New National Academies title: Conducting Biosocial Surveys

excerpt,by the NCBI bookshelf, and available as a free pdf download:

Recent years have seen a growing tendency for social scientists to
collect biological specimens, such as blood, urine, and saliva as part
of large-scale household surveys. By combining biological and social
data, scientists are opening up new fields of inquiry and are able for
the first time to address many new questions and connections. But
including biospecimens in social surveys also adds a great deal of
complexity and cost to the investigator’s task. Along with the usual
concerns about informed consent, privacy issues, and the best ways to
collect, store, and share data, researchers now face a variety of issues
that are much less familiar or that appear in a new light.

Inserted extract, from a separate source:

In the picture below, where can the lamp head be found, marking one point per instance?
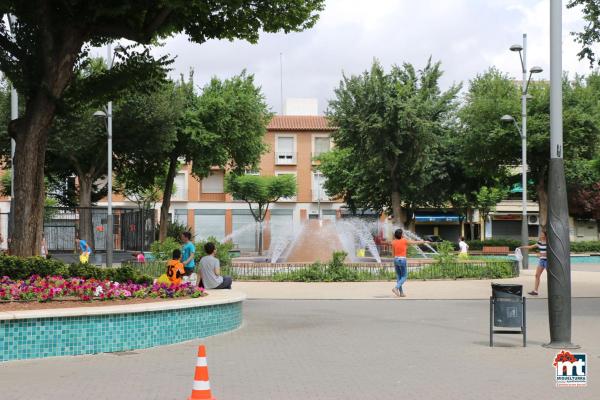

particular, collecting and storing human biological materials for use in
social science research raises additional legal, ethical, and social
issues, as well as practical issues related to the storage, retrieval,
and sharing of data. For example, acquiring biological data and linking
them to social science databases requires a more complex informed
consent process, the development of a biorepository, the establishment
of data sharing policies, and the creation of a process for deciding how
the data are going to be shared and used for secondary analysis—all of
which add cost to a survey and require additional time and attention
from the investigators. These issues also are likely to be unfamiliar to
social scientists who have not worked with biological specimens in the
past. Adding to the attraction of collecting biospecimens but also to
the complexity of sharing and protecting the data is the fact that this
is an era of incredibly rapid gains in our understanding of complex
biological and physiological phenomena. Thus the trade-offs between the
risks and opportunities of expanding access to research data are
constantly changing.

This report, which was funded by the National
Institute on Aging (NIA), offers findings and recommendations
concerning the best approaches to the collection, storage, use, and
sharing of biospecimens gathered in social science surveys and the
digital representations of biological data derived therefrom. It is
aimed at researchers interested in carrying out such surveys, their
institutions, and their funding agencies.